Spekulanten an den Agrarbörsen schaffen es nicht, bestehende Trends zu drehen. Sie springen aber auf einen bestehenden Trend auf und können ihn verstärken – dies durchaus in beide Richtungen. Aktuell signalisieren die Futures auf den Terminmärkten für Mais, Kaffee, Baumwolle oder Zucker auf Sicht von zwölf und mehr Monaten eine Entspannung – und wehe dem Spekulanten, der sich hier dagegenstemmt und verliert.

Spekulanten wurden auch für den Anstieg des Reispreises verantwortlich gemacht. Dabei wird Reis an Terminmärkten kaum gehandelt.

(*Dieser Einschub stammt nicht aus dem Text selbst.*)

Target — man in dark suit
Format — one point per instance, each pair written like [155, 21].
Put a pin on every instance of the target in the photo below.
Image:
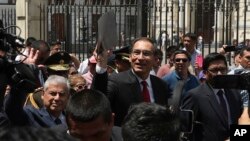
[55, 96]
[125, 89]
[214, 109]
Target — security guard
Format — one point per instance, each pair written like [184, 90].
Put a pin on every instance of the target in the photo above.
[122, 59]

Im Dezember 2010 etwa wurden an der CBoT 700-mal mehr Orders auf Mais als auf Reis abgegeben.

In der Praxis wird das Reisgeschäft von einer Handvoll Händlern und den Regierungen Südostasiens kontrolliert. Nicht die Spekulanten gaben 2007 den Startschuss zur Reis-Rally, sondern die Regierungen. Die Philippinen, einer der weltweit größten Reisexporteure, horteten riesige Mengen Reis aus Angst vor Hungeraufständen. Thailand und Indien verhängten ein Exportverbot. Der Reispreis stieg weiter, in Ägypten und Kamerun kam es deswegen zu Unruhen. Als sich abzeichnete, dass genug Reis auf dem Weltmarkt war, er nur falsch verteilt war, leerten die Asiaten ihre Lager, und der Reispreis brach ein – ganz ohne Spekulanten.

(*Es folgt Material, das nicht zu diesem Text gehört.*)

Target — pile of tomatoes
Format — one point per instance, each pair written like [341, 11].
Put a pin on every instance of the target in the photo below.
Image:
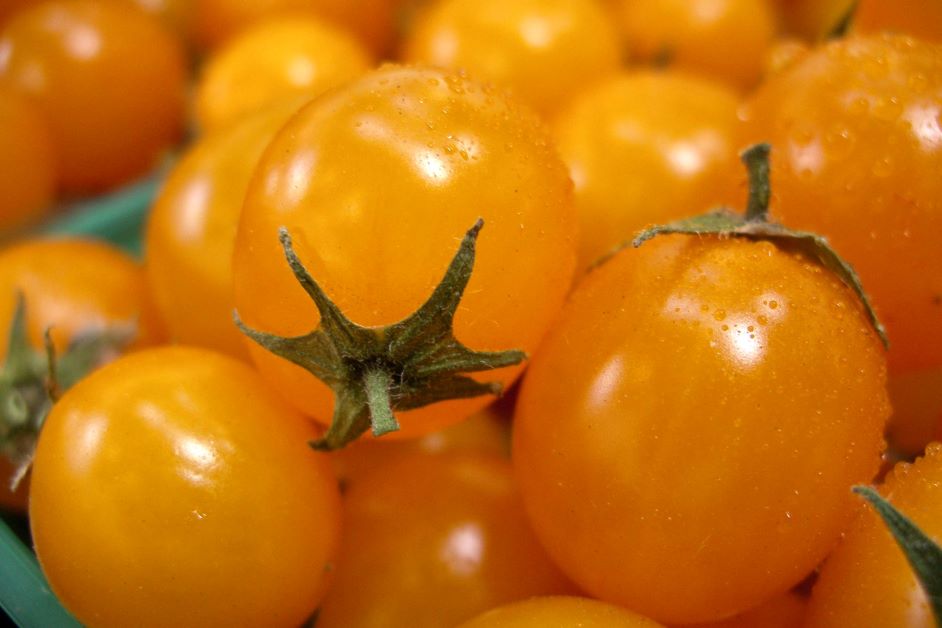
[380, 215]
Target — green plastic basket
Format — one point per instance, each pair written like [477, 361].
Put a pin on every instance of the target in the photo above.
[118, 218]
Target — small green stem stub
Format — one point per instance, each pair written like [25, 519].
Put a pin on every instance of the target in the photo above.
[375, 371]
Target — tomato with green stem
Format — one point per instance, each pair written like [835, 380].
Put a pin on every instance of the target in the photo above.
[192, 500]
[687, 436]
[867, 581]
[436, 540]
[858, 134]
[316, 236]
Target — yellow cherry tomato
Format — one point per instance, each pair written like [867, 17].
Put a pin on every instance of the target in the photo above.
[275, 60]
[723, 39]
[192, 228]
[648, 148]
[377, 182]
[544, 51]
[867, 581]
[172, 488]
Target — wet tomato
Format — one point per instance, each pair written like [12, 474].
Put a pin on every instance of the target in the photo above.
[687, 436]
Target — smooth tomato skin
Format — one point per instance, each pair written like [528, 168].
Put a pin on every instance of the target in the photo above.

Schwer kalkulierbare Faktoren

Ähnliches wiederholt sich aktuell in Nordafrika, wo Regierungen aus Angst vor weiteren Protesten jetzt Getreide einkaufen und so den Weizenpreis treiben.

Preise an den Agrarmärkten, und das macht die Spekulation riskant, werden von einer Unmenge schwer kalkulierbarer Faktoren bestimmt: Lagerbestände, Handelsbeschränkungen, politische Einflussnahme, Veränderung von Verbrauchsgewohnheiten. Dominierend aber sind Hitze, Frost und Niederschläge. "Ernteerträge werden zu 70 Prozent vom Wetter beeinflusst", sagt Ralf Oberbannscheidt, Geschäftsführer des Vermögensverwalters Global Thematic Partners.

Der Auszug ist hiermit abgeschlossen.